71] Also, because manual detection of microbleeds may be time consuming with observer variability, automated detection systems of microbleeds have been developed.[72-74]

2.3. Aneurysms, arteriovenous malformations and cavernomas

2.3.1. Cerebral aneurysms

7T MRI has also been proven beneficial for the depiction of cerebral aneurysms, with overall image quality equaling the gold standard DSA.[75] 7T has already proven its superiority over 1.5T in the analysis of aneurysm neck and dome, as well as in the evaluation of aneurysm location at the parent vessel.[76] Using 7T TOF MRA, microaneurysms with diameters under 1 mm are now being described, e.g. ventricular microaneurysms in patients with moyamoya disease.[77] 7T MPRAGE has been found superior to 7T TOF MRA for the assessment of aneurysm features, with less artifacts and simultaneous high quality assessment of the brain with full coverage.[76] Interestingly, high-resolution vessel wall imaging has shown a strong association between ruptured aneurysms and circumferential aneurysm wall enhancement in subarachnoid hemorrhage (SAH), which may identify the site of rupture in patients with multiple intracranial aneurysms using high-resolution vessel wall imaging.[78-81] Circumferential wall enhancement has also been more frequently observed in unruptured but unstable (growing and symptomatic) aneurysms.[79, 81] Although a minority of incidentally discovered aneurysms also show wall enhancement, it still needs to be established if these are at an increased risk of rupture.[81] Apart from aneurysm vessel wall enhancement, regional differences in wall thickness of unruptured aneurysms have been demonstrated on 7T MRI, and thinner regions have been associated with regions of higher wall shear stress determined with phase-contrast MRI.[82, 83] Future studies still need to address if variations in wall thickness are associated with risk of aneurysm rupture.

2.3.2. Arteriovenous malformations and cavernomas

Although DSA is still considered the gold standard for assessment of brain arteriovenous malformations (AVMs), arterial TOF MRA has become a non-invasive alternative for detection and follow-up of AVMs.[75, 81] In a recent comparative study with 1.5T arterial TOF MRA and DSA, non-contrast-enhanced 7T MPRAGE as well as 7T arterial TOF MRA have been found superior to 1.5T arterial TOF MRA in the delineation of the nidus, feeder(s), draining vein(s), and in the relationship between AVMs and adjacent vessels (non-feeding vessels relevant for surgical treatment).[84] Compared to non-enhanced arterial TOF MRA, MPRAGE offers a very high-quality of adjacent brain structures, but is less performant in the visualization of draining veins, probably due to saturation effects of slow flowing arterialized venous blood.[84] Although overall image quality at 7T equals DSA, all described MRA techniques at 7T still miss dynamic information about the blood flow patterns within the AVM.[84] This may be overcome with phase contrast 4D flow imaging, which is a currently rapidly developing field and also possible at 7T with higher SNR than at 3T.[85] Future studies will still need to assess the diagnostic potential for treatment follow-up of brain

AVMs as hemorrhagic changes or artefacts due to embolic agents or clips could be misinterpreted as residual flow.[84] Also, the role of high-resolution vessel-wall MRI for brain AVMs still needs to be established.

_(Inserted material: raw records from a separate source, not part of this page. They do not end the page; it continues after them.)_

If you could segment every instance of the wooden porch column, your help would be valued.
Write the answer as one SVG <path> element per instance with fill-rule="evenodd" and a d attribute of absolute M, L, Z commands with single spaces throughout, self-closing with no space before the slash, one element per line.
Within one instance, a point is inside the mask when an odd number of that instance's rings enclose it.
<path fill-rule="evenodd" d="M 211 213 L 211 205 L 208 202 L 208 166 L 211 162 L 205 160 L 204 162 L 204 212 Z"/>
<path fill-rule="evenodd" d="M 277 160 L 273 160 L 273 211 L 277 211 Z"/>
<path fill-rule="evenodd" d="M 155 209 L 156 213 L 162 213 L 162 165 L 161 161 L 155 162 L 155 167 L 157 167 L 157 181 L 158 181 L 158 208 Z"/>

Finally, 7T MRI significantly improves the visualization of cavernomas and associated developmental venous anomalies (DVA) due to a higher spatial resolution and susceptibility sensitivity.[86-88]

3. Future directions

Different experimental and functional techniques are currently being developed and tested to assess cerebrovascular function wit 7T MRI on a microvascular level.[71] Amongst others, these include 3D phase contrast (PC)-MRA and blood oxygen level dependent (BOLD) functional MRI (fMRI). 7T PC-MRA is a promising technique to visualize and measure blood flow and pulsatility, for example of the CoW and lenticulostriate arteries.[89, 90] Functional assessment with 3D PC-MRI may better discriminate between healthy and diseased arteries/arterioles compared to anatomical imaging alone, and may as such be applied to assess the relationship between white matter hyperintensities and lacunes on the one hand and blood flow in the perforating arteries on the other hand.[90, 91] BOLD fMRI, which is typically used for task-related and resting state fMRI experiments, may be adapted to measure cerebral perfusion and cerebrovascular reactivity (CVR) before and after a certain vascular challenge, such as the inhalation of carbon dioxide, breath-holding or medication administration (acetazolamide).[71] These stimuli all result in an increased blood flow to the brain and a decreased BOLD signal, and it is generally assumed that brain regions with a decreased signal change upon a certain challenge have a lower cerebrovascular reserve and are at an increased risk of future ischemia.[71] At 7T, BOLD fMRI may detect differences in cerebrovascular reactivity at a millimeter scale, and may be applied to study the association of CVR with lacunes, white matter hyperintensities and microbleeds.[92-95]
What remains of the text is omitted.